Mid-stage dementia – good news and bad news. The good news is that half the time, on a good day, things are fairly normal: casual conversation is possible, some smiles or laughs happen, old jokes get referred to, the subtleties gathered over years of relationship are alive and well. Dishes get done or dinner gets cooked. Phone messages are taken accurately.
The bad news is that the other half of the time J can’t remember what day it is, or how to find out…grabs the nearest newspaper to read off the date, not realizing it had been sitting there for days. Or, asks what are we doing? or, what can I do? over and over and over again. The warm companionship of years is swamped by the loneliness of the disease, the inner fears of both partners, the stress of carrying on everyday activities, which on good days are nearly effortless.
In mid-stage dementia, J has gotten slower and seems unable to initiate activities that a year or two ago were almost automatic. Some of this is from having given up driving last summer, and not having gotten used to arranging other means of transport before her energy and mental focus became so compromised.
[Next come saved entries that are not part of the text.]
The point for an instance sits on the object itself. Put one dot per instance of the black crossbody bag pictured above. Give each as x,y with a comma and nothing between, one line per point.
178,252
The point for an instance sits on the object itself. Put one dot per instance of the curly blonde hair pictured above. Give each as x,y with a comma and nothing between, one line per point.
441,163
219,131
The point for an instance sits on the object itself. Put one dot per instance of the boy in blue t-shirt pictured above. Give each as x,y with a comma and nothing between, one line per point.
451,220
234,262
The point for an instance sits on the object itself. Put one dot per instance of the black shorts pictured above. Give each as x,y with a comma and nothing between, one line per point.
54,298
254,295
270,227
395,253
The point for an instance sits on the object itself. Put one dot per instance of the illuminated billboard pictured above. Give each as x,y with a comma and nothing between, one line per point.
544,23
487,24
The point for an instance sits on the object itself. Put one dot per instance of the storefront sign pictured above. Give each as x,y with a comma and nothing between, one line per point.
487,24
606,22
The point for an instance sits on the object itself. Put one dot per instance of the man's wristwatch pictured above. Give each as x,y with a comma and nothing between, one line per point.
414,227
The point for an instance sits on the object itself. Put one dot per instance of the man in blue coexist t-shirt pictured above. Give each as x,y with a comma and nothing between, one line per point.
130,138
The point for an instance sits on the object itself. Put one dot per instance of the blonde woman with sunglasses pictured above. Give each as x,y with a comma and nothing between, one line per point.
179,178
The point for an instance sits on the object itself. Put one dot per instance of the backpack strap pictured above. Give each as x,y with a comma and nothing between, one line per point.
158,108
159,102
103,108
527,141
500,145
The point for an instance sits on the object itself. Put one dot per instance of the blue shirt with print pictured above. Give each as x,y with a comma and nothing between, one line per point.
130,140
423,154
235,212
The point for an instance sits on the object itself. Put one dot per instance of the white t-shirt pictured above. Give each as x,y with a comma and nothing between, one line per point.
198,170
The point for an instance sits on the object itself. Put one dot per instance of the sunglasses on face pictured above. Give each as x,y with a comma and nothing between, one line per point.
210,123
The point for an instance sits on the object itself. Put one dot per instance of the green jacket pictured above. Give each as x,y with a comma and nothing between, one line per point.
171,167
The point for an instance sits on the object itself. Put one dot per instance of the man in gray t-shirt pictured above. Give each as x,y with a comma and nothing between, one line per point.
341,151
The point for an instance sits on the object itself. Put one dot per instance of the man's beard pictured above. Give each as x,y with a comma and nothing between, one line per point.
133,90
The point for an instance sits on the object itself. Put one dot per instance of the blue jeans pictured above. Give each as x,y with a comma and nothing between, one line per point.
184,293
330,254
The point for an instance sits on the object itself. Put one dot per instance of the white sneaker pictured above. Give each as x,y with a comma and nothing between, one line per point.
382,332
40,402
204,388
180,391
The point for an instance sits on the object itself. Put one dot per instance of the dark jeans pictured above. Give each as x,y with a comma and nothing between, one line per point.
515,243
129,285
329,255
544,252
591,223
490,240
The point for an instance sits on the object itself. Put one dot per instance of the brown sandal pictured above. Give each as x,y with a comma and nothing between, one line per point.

She can do activities that I arrange, or take her to, or if someone else calls to say they will drive her, but if left to do it herself, she ends up sitting around much more of the time than even a year ago.
A “good day” can deteriorate on a moment’s notice, but on the other side, a “bad day” can be as quickly left behind – I am getting better at tracking what is happening before these turn-arounds, and helping things get back on track, or not slide so far down.
Public events, like community suppers, can be energizing for us both – J has kept a lot of her social skills, can participate in casual conversation much of the time. But if she goes to an event on her own, in the neighborhood, and I ask who she ate with, or who was there, she cannot tell me. Similarly, if I go out on my own and want to share who I ran into and what they said, she cannot remember who I am talking about. I miss being able to share those things with her.
The names of family members and their places in the family are becoming harder for her to recall. This is always a shock to hear, because sometimes she is very clear on who everyone is. What she had for lunch, even whether she had lunch, is harder to recall.
Driving, bill paying and managing the house have been ceded to me – fortunately, J initiated these changes and I didn’t have to be the heavy about any of it, but it means more work for me and also less for her to keep busy with. We work hard to keep a sense of balance now that it can no longer be maintained the way we used to, by sharing or alternating tasks and duties.
All in all, life is very different for us now, a different world entirely. To some people, who may only see J socially, briefly, and on a “good day”, this may be hard to see. And that’s part of why I am writing this blog with these details – those who don’t live with a person with dementia will be able to get a better picture of what is happening.